I'm very impressed with the quality. All parts are made from good, thick leather, including the laces. This will make the rifle very nice to carry afield. For $28 and change it's a great deal. I'm tempted to order one for my 1860 Henry because the rear sling swivel popped off it again. On the Henry, I'd use the lacing to attach it to the front sling loop so that it doesn't interfere with the magazine follower.

Aside from the sling, I also ordered a couple French amber flints to try in my long rifle, a primitive forged turn screw to keep in my shooting pouch, and a Lyman 37ML front sight to put on my Cabela's Hawken.

I was also very pleased with October Country's service. A few minutes after I ordered I got a phone call from them asking if I'd changed my address.
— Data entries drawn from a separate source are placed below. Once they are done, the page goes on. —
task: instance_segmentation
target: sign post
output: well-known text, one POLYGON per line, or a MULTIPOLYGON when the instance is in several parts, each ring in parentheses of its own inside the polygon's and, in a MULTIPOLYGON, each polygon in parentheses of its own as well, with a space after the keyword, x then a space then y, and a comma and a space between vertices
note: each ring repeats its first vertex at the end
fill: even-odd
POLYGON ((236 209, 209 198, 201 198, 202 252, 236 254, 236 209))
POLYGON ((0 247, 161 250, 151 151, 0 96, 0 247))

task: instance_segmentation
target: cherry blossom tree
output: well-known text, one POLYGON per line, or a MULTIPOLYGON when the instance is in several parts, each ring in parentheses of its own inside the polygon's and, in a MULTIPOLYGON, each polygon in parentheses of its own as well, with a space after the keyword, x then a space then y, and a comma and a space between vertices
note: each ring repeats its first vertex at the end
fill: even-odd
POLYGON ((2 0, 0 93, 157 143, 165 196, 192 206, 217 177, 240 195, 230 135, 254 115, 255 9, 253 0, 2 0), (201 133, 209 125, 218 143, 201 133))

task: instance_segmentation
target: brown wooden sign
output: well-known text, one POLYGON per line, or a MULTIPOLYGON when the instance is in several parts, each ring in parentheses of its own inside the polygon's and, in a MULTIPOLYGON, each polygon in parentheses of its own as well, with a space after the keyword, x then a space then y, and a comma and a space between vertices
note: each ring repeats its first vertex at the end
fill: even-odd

Apparently, there's another Dave Markowitz who had ordered from them. (I explained that was the evil one. ;) ) My ordered was placed Wednesday and it arrived here via USPS 2-day Priority Mail on Friday.

Sunday, January 06, 2019

The Twelve Apostles of Musketry

In the pre-flintlock era, before the invention of paper cartridges, it became common for musketeers to carry pre-measured powder charges in wooden bottles hanging from a bandoleer. They have come to be known as the "12 apostles," after the Apostles of Jesus. (In my quick research, the term may actually be more modern and not in use in the 17th Century. Regardless, it's in use today.)

Regardless, many modern muzzleloading shooters like to pre-measure their powder charges before heading afield or to the shooting range. There are numerous "quick loaders" available from the usual black powder shooting suppliers, but I found a cheaper alternative:

The modern apostles in the picture are 10ml centrifuge sample tubes with snap caps. Each has 70 grains of Goex FFg black powder in them, which occupies about 5.5ml. So, there is plenty of space in them for hunting loads in my rifles, which will be under 100 grains. I bought a bag of 50 of the tubes from Amazon for $10.39 on Prime. 15ml tubes should handle hunting loads for almost any muzzleloader.

Thursday, January 03, 2019

Stolen Winchester 1892

(Post has been edited for clarification.)

Please be on the lookout for a stolen Winchester 1892 Sporting Rifle, serial number 100156, caliber .38 WCF.

I shipped the rifle on 12/21/18 via UPS Ground insured, from Plymouth Meeting, PA to Taylor Machine in Puyallup, WA for gunsmithing work.

On 1/3/19 John Taylor called to inform that all he received was an empty box with some bubble wrap in it. UPS confirmed delivery of the package.

I do not suspect Mr. Taylor. He has an excellent reputation.

Full details of the rifle:

Type: Lever action rifle
Make: Winchester
Model: 1892
Serial number: 100156
Barrel length: 24 inches
Caliber: .38 WCF AKA 38-40 Win
Finish: Metal has turned brown. Buttstock and forend are brown walnut wood.

The rifle is an antique manufactured in 1898 per the factory letter that I got from the Buffalo Bill Center of the Wild West.

Any help in recovery will be appreciated.

Pictures of the stolen rifle (click for full sized):

Tuesday, January 01, 2019

Zeroed the Hawken

Today I took advantage of unusually warm weather for January 1st and got the Cabela's Hawken out to the range and got it zeroed with its new sights.

It was shooting about 18" low and a little left at 50 yards with my initial load of 60 grains of 2Fg Goex, a .490 round ball, a 0.018" ticking patch lubed with Track of the Wolf's mink oil tallow, and a CCI No.11 cap.

Grouping with the 60 grain load was 3 to 4" from the bench. IOW, not very good. So, I increased the charge to 70 grains and the rifle started grouping nicely. My last three shot group is below. It's the one hole in the center.

That's 2 in the X-ring and one just outside it in the 10. I can certainly live with that. (The target is full of .22 holes from taking my daughter to the range.)

I still want to experiment with different charges, patch thicknesses, and ball size.